/balcazapy

Taverna t2flow creation from a Pythonic scripting language

Primary LanguagePythonGNU Lesser General Public License v2.1LGPL-2.1

Balcazapy

Create a Taverna workflow file (t2flow format) using a script.

Installation

Linux

  1. Ensure Python 2.7 and Git are installed, preferably using your system's package manager.

  2. Go to http://github.com/jongiddy/balcazapy and copy the HTTPS clone URL on the right to the clipboard.
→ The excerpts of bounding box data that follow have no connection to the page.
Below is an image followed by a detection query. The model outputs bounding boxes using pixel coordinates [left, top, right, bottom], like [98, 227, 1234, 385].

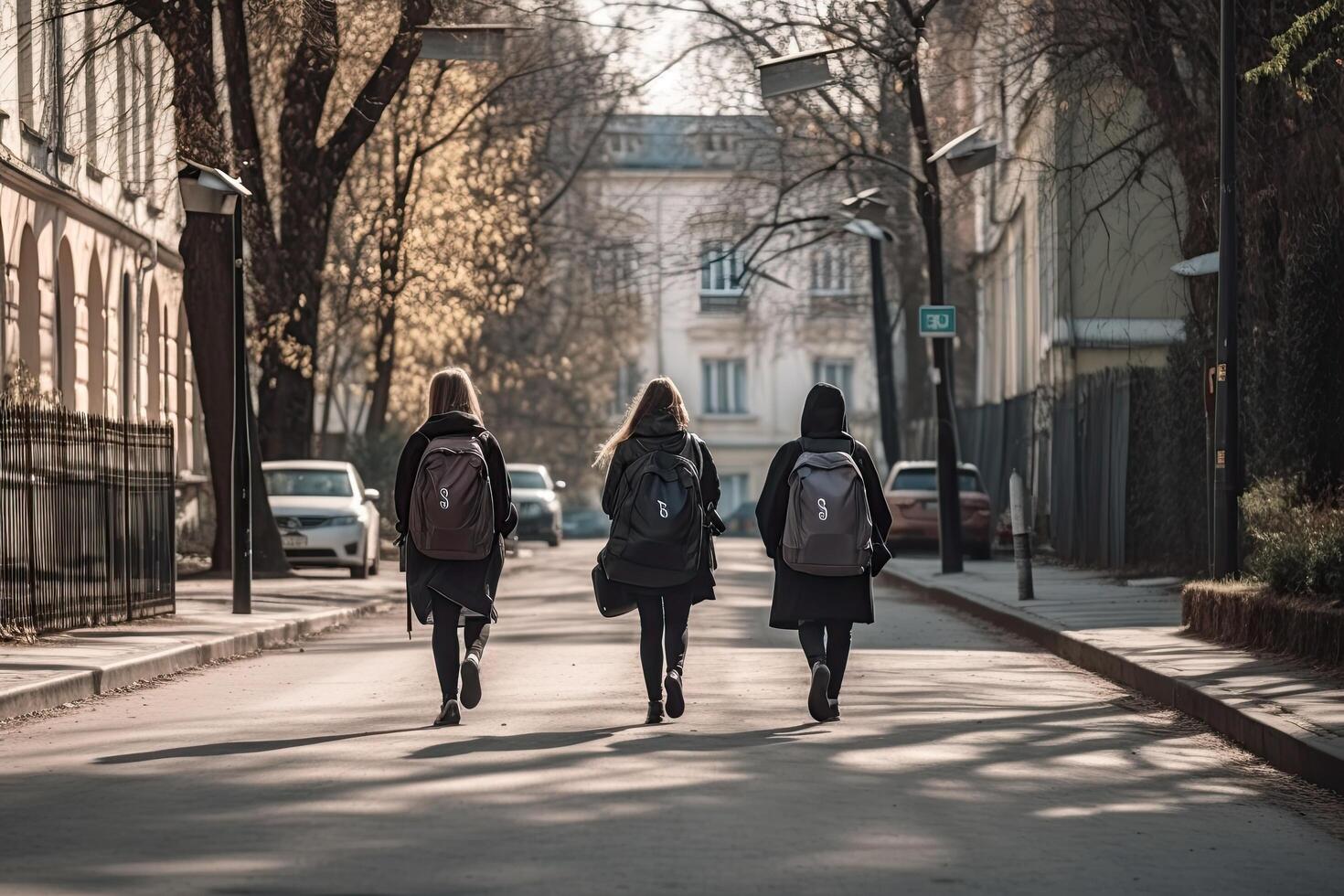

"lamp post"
[757, 46, 997, 572]
[840, 188, 901, 464]
[177, 158, 252, 613]
[1212, 0, 1242, 578]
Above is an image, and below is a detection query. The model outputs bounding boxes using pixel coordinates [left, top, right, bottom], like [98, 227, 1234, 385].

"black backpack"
[603, 432, 704, 589]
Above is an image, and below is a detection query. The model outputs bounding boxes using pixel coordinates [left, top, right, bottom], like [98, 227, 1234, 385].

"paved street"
[0, 541, 1344, 893]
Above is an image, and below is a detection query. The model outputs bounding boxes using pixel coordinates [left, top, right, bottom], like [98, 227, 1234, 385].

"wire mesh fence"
[0, 401, 176, 634]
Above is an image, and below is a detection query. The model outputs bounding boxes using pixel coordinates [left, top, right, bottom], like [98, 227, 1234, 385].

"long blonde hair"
[592, 376, 691, 467]
[429, 367, 485, 423]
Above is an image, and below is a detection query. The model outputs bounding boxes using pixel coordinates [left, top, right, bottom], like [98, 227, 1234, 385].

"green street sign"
[919, 305, 957, 338]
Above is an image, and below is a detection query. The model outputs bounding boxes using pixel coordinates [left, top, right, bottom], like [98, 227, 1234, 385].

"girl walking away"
[397, 367, 517, 725]
[757, 383, 891, 721]
[594, 376, 719, 724]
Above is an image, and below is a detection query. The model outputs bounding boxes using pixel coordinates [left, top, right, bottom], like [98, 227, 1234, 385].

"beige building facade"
[0, 0, 204, 473]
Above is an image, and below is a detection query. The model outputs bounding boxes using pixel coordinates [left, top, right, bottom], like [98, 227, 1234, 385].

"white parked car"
[261, 461, 379, 579]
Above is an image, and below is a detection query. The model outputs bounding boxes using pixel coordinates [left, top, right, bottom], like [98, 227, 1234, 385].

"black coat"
[397, 411, 517, 624]
[757, 383, 891, 629]
[603, 411, 719, 603]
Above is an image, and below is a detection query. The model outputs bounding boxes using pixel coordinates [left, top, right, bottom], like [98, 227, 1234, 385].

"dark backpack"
[603, 434, 704, 589]
[409, 435, 496, 560]
[783, 438, 872, 576]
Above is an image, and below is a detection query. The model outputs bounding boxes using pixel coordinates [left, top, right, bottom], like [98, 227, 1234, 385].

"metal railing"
[0, 400, 176, 634]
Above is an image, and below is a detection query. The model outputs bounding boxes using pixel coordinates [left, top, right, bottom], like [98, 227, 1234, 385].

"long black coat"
[603, 411, 719, 603]
[397, 411, 517, 624]
[757, 383, 891, 629]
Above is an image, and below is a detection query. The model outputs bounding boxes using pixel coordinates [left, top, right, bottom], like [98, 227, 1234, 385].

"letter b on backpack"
[409, 435, 495, 560]
[783, 439, 872, 576]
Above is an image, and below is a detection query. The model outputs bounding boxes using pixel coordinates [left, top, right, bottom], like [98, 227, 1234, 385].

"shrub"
[1241, 478, 1344, 596]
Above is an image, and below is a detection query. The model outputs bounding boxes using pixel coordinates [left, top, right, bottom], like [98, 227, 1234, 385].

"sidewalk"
[0, 574, 406, 719]
[886, 556, 1344, 793]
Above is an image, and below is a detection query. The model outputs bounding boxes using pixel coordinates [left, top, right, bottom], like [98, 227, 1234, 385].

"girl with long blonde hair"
[594, 376, 719, 724]
[397, 367, 517, 725]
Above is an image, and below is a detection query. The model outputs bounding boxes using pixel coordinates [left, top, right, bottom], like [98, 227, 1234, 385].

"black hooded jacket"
[757, 383, 891, 629]
[397, 411, 517, 624]
[603, 410, 719, 603]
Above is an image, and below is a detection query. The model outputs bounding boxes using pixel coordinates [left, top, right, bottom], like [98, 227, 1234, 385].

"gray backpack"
[409, 435, 496, 560]
[783, 438, 872, 576]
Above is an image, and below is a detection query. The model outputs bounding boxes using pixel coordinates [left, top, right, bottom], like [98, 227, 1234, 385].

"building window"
[812, 357, 853, 398]
[592, 243, 640, 294]
[718, 473, 750, 518]
[700, 357, 747, 414]
[700, 240, 746, 312]
[17, 0, 37, 129]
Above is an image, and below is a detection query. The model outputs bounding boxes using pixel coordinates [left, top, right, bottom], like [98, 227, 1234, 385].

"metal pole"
[232, 197, 251, 613]
[1213, 0, 1242, 578]
[933, 338, 961, 572]
[1008, 470, 1036, 601]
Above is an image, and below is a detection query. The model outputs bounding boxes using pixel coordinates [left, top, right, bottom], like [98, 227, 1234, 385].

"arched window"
[19, 224, 42, 376]
[88, 251, 109, 414]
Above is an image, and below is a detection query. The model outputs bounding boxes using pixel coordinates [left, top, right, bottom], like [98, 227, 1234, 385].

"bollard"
[1008, 470, 1036, 601]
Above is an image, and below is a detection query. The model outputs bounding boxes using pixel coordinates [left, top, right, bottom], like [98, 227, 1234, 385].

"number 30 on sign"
[919, 305, 957, 338]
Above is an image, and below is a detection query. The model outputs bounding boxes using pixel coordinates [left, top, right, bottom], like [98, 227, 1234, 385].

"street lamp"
[417, 23, 531, 62]
[177, 158, 251, 613]
[840, 187, 901, 464]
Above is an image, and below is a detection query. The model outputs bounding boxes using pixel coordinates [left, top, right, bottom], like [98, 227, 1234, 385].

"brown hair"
[592, 376, 691, 466]
[429, 367, 484, 421]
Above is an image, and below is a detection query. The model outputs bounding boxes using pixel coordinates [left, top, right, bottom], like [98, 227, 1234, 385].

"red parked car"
[884, 461, 993, 560]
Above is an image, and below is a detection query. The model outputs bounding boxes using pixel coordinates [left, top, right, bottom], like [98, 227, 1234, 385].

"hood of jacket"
[803, 383, 849, 439]
[630, 410, 686, 452]
[417, 411, 485, 439]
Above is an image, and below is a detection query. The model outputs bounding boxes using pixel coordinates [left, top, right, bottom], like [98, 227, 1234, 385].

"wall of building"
[0, 0, 206, 475]
[578, 115, 880, 512]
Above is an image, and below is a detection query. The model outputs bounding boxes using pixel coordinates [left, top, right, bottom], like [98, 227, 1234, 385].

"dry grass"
[1181, 581, 1344, 667]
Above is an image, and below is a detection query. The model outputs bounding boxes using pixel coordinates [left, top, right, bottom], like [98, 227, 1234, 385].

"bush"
[1241, 478, 1344, 596]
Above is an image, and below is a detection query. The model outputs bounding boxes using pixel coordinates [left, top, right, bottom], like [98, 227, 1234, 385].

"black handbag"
[592, 556, 635, 619]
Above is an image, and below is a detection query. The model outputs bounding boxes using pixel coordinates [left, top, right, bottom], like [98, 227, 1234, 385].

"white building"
[969, 5, 1188, 403]
[0, 0, 204, 472]
[574, 115, 880, 516]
    Click on the clipboard-arrow icon to copy the URL to the clipboard

  3. Clone the Git repository, using the copied URL

    $ git clone https://github.com/jongiddy/balcazapy.git
    

    Note, this creates a folder called balcazapy

    If you have already cloned the repository, you can update to the latest version using the command:

    $ cd balcazpy
    $ git pull
    
  4. Run:

    $ cd balcazapy
    $ ./setup.sh
    

This installs a command balc into the bin directory. Add the bin directory to your PATH, copy the balc executable to somewhere in your PATH, or reference balc with an absolute path name.

Windows

  1. Install Python 2.7 from http://www.python.org/

    Python 3 is also available. Balcazapy does not yet work with Python 3.

    On Windows, use the appropriate 32-bit or 64-bit MSI Installer. Use Control Panel -> System and Security -> System to check whether your Windows version is 32-bit or 64-bit. You do not need the MSI program database.

    Use the default values for installation.

  2. Install Git from http://git-scm.com/

    Use the default values for installation, EXCEPT for the page titled Adjusting your PATH environment, where you should select Run Git from the Windows Command Prompt

  3. Go to http://github.com/jongiddy/balcazapy and copy the HTTPS clone URL on the right to the clipboard.

    Click on the clipboard-arrow icon to copy the URL to the clipboard

  4. Open a command window (Start menu -> Accessories -> Command Prompt).

  5. Clone the Git repository, using the copied URL (right click to paste into the command window)

    > git clone https://github.com/jongiddy/balcazapy.git
    

    Note, this creates a folder called balcazapy

    If you have already cloned the repository, you can update to the latest version using the command:

    > cd balcazapy
    > git pull
    
  6. Check the file locations in setup.bat, then run:

    > cd balcazapy
    > setup.bat
    

This installs a batch script balc.bat into the bin folder. Add the bin folder to your PATH, copy the balc.bat script to somewhere in your PATH, or reference balc.bat with an absolute path name.

Creating a Taverna 2 Workflow (t2flow) file

The balc command converts a Zapy description file to a Taverna t2flow file.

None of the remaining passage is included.